Open lesshaste opened 2 years ago
try https://www.chabad.org/5190041 (please leave this issue open, even if it works)
That shows much the same problem
(myenv) user@user-2020:~/Media$ youtube-dl --verbose https://www.chabad.org/5190041
[debug] System config: []
[debug] User config: []
[debug] Custom config: []
[debug] Command-line args: ['--verbose', 'https://www.chabad.org/5190041']
[debug] Encodings: locale UTF-8, fs utf-8, out utf-8, pref UTF-8
[debug] youtube-dl version 2021.12.17
[debug] Python version 3.8.10 (CPython) - Linux-5.13.0-51-generic-x86_64-with-glibc2.29
[debug] exe versions: ffmpeg 4.2.7, ffprobe 4.2.7
[debug] Proxy map: {}
[generic] 5190041: Requesting header
WARNING: Could not send HEAD request to https://www.chabad.org/5190041: HTTP Error 503: Service Temporarily Unavailable
[generic] 5190041: Downloading webpage
ERROR: Unable to download webpage: HTTP Error 503: Service Temporarily Unavailable (caused by <HTTPError 503: 'Service Temporarily Unavailable'>); please report this issue on https://yt-dl.org/bug . Make sure you are using the latest version; see https://yt-dl.org/update on how to update.
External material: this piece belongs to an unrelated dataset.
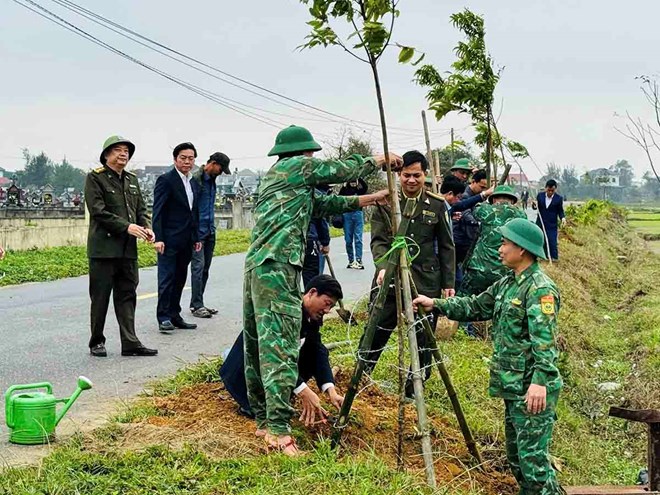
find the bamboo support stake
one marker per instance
(418, 385)
(446, 379)
(367, 338)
Be sure to call youtube-dl with the --verbose flag and include its complete output.
File "/home/user/python/myenv/lib/python3.8/site-packages/youtube_dl/extractor/common.py", line 634, in _request_webpage
return self._downloader.urlopen(url_or_request)
File "/home/user/python/myenv/lib/python3.8/site-packages/youtube_dl/YoutubeDL.py", line 2288, in urlopen
return self._opener.open(req, timeout=self._socket_timeout)
File "/usr/lib/python3.8/urllib/request.py", line 531, in open
response = meth(req, response)
File "/usr/lib/python3.8/urllib/request.py", line 640, in http_response
response = self.parent.error(
File "/usr/lib/python3.8/urllib/request.py", line 569, in error
return self._call_chain(*args)
File "/usr/lib/python3.8/urllib/request.py", line 502, in _call_chain
result = func(*args)
File "/usr/lib/python3.8/urllib/request.py", line 649, in http_error_default
raise HTTPError(req.full_url, code, msg, hdrs, fp)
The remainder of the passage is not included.